FARMERSVILLE, Texas (RNS) — Fighting summer sunlight tinged mauve by stained glass windows, a screen at the front of the sanctuary flashed the week’s birthdays as members of the First Baptist Church of Farmersville filed in for the 11 a.m. service — business as usual at the tiny rural church an hour from Dallas.
Except for one thing: A month before, the church’s pastor, Bart Barber, had been elected president of the Southern Baptist Convention.
Barber succeeds Ed Litton, an Alabama pastor who declined to run for a customary second term as president, adding more drama to the denomination’s 2022 annual meeting, where Southern Baptists approved a series of reforms to address sexual abuse. Those reforms had been drawn up after a report, released days before, found SBC leaders had mistreated survivors of abuse by pastors and church staff for years and sought to downplay its severity.

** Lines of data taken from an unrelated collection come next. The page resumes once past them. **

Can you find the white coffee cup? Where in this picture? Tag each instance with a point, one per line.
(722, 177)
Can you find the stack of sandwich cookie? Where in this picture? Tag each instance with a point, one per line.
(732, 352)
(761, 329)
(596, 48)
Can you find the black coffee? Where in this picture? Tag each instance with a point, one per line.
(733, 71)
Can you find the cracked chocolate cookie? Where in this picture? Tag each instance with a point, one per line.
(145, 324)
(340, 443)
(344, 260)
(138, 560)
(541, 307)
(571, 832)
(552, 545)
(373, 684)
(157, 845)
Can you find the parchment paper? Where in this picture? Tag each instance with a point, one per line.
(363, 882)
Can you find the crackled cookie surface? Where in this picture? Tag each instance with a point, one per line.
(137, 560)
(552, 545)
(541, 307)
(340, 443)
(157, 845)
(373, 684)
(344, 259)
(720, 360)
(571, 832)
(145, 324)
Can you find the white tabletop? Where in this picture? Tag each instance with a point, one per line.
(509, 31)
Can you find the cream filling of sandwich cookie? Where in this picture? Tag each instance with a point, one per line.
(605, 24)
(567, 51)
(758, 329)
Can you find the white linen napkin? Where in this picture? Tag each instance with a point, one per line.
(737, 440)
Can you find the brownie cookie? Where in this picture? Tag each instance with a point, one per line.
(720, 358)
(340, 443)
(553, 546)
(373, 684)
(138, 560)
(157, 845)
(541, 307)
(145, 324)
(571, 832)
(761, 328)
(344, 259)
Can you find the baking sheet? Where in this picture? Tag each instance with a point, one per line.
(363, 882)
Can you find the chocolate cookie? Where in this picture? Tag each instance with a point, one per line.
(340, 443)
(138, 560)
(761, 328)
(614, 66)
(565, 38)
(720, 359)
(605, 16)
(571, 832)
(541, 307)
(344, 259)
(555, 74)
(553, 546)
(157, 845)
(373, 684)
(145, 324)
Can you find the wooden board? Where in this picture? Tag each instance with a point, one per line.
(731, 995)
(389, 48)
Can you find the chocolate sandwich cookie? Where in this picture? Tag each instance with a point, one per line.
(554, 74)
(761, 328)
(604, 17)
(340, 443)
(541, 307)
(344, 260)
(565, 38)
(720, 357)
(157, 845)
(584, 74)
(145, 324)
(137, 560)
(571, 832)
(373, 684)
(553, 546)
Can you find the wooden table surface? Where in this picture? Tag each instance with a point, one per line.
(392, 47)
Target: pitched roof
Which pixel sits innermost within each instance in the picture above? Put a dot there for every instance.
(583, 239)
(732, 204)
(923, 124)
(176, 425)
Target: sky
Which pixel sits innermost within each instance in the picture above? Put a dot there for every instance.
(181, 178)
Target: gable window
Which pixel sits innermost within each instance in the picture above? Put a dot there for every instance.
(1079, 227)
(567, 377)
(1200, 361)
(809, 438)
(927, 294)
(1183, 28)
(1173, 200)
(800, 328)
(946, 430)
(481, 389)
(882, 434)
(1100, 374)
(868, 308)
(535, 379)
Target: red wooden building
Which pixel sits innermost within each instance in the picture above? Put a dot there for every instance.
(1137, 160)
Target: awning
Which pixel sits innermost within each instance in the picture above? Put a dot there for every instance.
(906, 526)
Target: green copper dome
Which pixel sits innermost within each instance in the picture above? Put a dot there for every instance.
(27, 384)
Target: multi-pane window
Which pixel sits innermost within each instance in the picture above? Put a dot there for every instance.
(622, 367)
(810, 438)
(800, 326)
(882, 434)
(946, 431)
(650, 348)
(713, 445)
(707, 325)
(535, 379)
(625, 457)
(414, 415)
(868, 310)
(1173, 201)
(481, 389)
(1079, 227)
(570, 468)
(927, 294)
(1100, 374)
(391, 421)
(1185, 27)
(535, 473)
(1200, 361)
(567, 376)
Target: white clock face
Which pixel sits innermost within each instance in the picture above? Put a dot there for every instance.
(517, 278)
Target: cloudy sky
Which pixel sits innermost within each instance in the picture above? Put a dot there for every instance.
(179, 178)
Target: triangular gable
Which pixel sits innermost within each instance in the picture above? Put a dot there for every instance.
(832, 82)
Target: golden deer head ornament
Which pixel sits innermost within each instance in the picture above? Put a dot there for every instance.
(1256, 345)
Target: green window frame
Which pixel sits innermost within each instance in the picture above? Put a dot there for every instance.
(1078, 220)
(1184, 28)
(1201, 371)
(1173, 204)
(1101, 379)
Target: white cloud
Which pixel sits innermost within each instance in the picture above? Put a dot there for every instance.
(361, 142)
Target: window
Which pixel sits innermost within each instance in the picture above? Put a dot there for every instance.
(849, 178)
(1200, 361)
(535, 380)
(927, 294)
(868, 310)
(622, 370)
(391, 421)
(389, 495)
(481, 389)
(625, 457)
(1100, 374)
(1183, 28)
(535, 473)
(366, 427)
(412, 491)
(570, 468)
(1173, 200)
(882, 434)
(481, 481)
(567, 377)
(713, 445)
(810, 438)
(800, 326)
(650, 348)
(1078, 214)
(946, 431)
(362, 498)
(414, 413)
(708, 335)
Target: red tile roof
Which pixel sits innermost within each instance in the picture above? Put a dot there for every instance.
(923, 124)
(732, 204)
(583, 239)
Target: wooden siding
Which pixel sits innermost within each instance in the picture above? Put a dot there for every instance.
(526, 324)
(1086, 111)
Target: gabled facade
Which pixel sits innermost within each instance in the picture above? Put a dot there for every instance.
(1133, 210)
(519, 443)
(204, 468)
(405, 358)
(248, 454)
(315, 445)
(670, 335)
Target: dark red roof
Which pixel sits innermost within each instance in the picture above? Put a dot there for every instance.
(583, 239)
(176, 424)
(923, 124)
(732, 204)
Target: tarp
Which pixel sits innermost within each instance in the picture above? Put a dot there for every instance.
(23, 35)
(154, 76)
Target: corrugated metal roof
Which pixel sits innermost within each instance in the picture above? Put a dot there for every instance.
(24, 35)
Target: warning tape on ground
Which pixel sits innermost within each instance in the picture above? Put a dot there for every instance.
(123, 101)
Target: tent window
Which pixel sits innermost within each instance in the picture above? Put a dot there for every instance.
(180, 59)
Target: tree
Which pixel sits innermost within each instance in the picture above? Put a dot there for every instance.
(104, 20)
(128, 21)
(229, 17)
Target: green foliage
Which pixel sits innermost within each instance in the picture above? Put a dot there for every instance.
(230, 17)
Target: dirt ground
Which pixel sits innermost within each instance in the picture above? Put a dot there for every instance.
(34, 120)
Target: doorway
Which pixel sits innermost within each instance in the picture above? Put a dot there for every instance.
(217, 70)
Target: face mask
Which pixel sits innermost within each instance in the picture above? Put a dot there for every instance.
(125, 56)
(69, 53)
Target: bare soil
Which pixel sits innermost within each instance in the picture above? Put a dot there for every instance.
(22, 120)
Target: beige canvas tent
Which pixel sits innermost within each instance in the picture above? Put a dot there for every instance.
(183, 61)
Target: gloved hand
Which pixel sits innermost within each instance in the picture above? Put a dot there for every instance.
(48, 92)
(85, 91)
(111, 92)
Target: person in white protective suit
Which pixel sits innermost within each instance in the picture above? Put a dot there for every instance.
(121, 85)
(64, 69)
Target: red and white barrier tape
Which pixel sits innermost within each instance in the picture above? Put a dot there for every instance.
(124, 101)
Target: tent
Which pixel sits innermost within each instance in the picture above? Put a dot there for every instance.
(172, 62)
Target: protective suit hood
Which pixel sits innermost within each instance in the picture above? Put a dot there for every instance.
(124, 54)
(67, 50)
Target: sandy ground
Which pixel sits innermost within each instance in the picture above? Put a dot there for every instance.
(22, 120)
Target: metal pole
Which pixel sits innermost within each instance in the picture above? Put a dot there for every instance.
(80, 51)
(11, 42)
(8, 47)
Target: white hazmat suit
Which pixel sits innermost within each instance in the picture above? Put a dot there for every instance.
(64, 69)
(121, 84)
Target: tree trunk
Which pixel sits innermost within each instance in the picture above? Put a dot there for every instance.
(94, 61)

While he has been involved with SBC polity for years — he was the head of the resolutions committee that selected and shaped many of the proposed reforms — Barber is the first SBC president in nearly two decades not to emerge from an urban or suburban megachurch. During an interview in Farmersville, he said that the jump from leading a small-town church to representing the nation’s largest Protestant denomination is “tons of pressure every day, starting at 4 in the morning.”
At the 11 o’clock service, Barber looked none the worse, delivering a sermon on grace and forgiveness based on a passage from the Book of Leviticus. He excoriated social media cancel culture as the modern equivalent of a bloodthirsty mob, before reviewing Farmersville’s recent Bible youth retreat. Some campers, he jested, “met Jesus for the first time. Others met COVID BA.5.” The hundred or so predominantly white congregants in the pews laughed appreciatively.
Barber’s win at the June meeting in Anaheim, California, represented progress in the SBC’s long battle over sex abuse reform. He supports the appointment of a task force in charge of creating a long-sought database of abusers for use in background checks and urging greater accountability.
But Barber also talks about shifting the balance “to the people” of the SBC, arguing that decentralization — preserving the historical autonomy of the denomination’s churches — will mean more transparency and vigilance in preventing further sexual abuse.
“The SBC is decentralized in terms of polity for the same reasons that the (U.S.) Constitution, if it were being followed, is decentralized in terms of polity,” Barber said. “We are decentralized because of a suspicion of power.”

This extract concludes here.